Cluster Fault Tolerance Part I
- 0
- Add a Comment
There are many ways to keep cluster nodes available and performing at an acceptable level for all groups and their resources. For example, by making the network fault tolerance, you can increase availability of cluster nodes. A cluster by definition is fault tolerant; however, it is only as fault tolerant as the environment and setup.
You can implement a standby node, as in the hot spare cluster model; by having a physical computer that is not being used but standing by in case one of the active nodes in the cluster has a hardware failure. A standby node is ready to assume another nodes role in the event of hardware failure. If you do not want to have a computer sitting idle, another option is to just keep spare hardware parts on hand for emergencies.
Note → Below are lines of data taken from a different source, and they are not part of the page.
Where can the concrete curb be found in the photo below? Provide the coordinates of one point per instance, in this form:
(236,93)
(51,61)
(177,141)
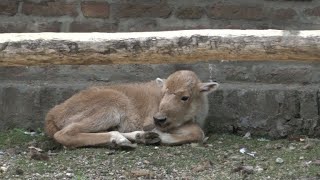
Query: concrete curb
(158,47)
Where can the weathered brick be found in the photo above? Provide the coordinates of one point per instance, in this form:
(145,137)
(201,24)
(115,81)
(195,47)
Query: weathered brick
(144,24)
(313,11)
(142,10)
(50,9)
(194,12)
(93,27)
(95,9)
(9,8)
(21,27)
(284,14)
(226,11)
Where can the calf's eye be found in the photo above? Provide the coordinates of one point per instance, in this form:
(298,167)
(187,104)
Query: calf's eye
(184,98)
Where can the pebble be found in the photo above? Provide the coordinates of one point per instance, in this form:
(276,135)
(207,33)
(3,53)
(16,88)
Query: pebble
(3,169)
(258,169)
(279,160)
(69,175)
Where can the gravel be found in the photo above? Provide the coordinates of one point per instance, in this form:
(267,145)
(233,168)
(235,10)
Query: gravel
(219,158)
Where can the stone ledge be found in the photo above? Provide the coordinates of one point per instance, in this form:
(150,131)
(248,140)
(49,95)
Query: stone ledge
(158,47)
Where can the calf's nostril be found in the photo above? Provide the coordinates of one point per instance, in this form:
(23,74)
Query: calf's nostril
(159,120)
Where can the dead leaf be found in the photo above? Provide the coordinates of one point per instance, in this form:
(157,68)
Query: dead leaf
(317,162)
(297,138)
(244,169)
(202,166)
(38,154)
(142,173)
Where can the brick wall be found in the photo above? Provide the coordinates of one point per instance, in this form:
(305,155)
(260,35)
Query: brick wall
(156,15)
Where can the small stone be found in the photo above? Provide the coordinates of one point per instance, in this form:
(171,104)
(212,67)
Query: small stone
(19,171)
(69,175)
(69,170)
(247,135)
(307,146)
(3,169)
(279,160)
(291,147)
(146,162)
(317,162)
(278,146)
(258,169)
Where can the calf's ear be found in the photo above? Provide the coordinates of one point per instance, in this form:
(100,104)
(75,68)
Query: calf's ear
(160,82)
(208,87)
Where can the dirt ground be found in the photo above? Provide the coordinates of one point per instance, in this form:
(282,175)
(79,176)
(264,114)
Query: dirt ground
(25,155)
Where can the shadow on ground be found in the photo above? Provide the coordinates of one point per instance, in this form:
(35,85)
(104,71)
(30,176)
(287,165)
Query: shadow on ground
(25,155)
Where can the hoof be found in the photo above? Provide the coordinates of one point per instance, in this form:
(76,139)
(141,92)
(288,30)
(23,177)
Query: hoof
(148,138)
(123,145)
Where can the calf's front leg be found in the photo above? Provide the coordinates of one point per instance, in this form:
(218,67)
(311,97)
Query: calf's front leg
(188,133)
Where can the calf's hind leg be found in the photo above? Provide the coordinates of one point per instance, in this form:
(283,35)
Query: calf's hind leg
(80,134)
(188,133)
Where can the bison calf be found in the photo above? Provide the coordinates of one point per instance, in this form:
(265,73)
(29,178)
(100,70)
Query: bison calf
(169,110)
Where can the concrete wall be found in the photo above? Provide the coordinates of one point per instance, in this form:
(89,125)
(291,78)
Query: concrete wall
(270,79)
(156,15)
(265,98)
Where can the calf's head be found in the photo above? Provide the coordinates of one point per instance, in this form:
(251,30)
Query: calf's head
(183,96)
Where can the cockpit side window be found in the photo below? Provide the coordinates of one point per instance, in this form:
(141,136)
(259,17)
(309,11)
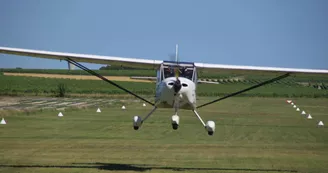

The hardware components that have on had include all the internal parts of the PC - even all expansion cards, especially the SCSI adapter. The external parts include all the SCSI or Fibre Channel cabling and connectors.
You should implement hardware level RAID for the external shared cluster disks. This will allow your cluster to continue to function even after a shared disk failure. Spare external SCSI hard disks should also be kept on hand to replace any failed SCSI disks that are used as shared cluster disks.
When it comes to individual cluster nodes, the internal hard disk that contains the operating system files should be implemented as RAID level 1 (disk mirroring) with two hard disk controllers. This will enable a single node to continue to function if one internal hard disk in the mirror fails or if the controller that manages the hard drive hosting the operating system files fails.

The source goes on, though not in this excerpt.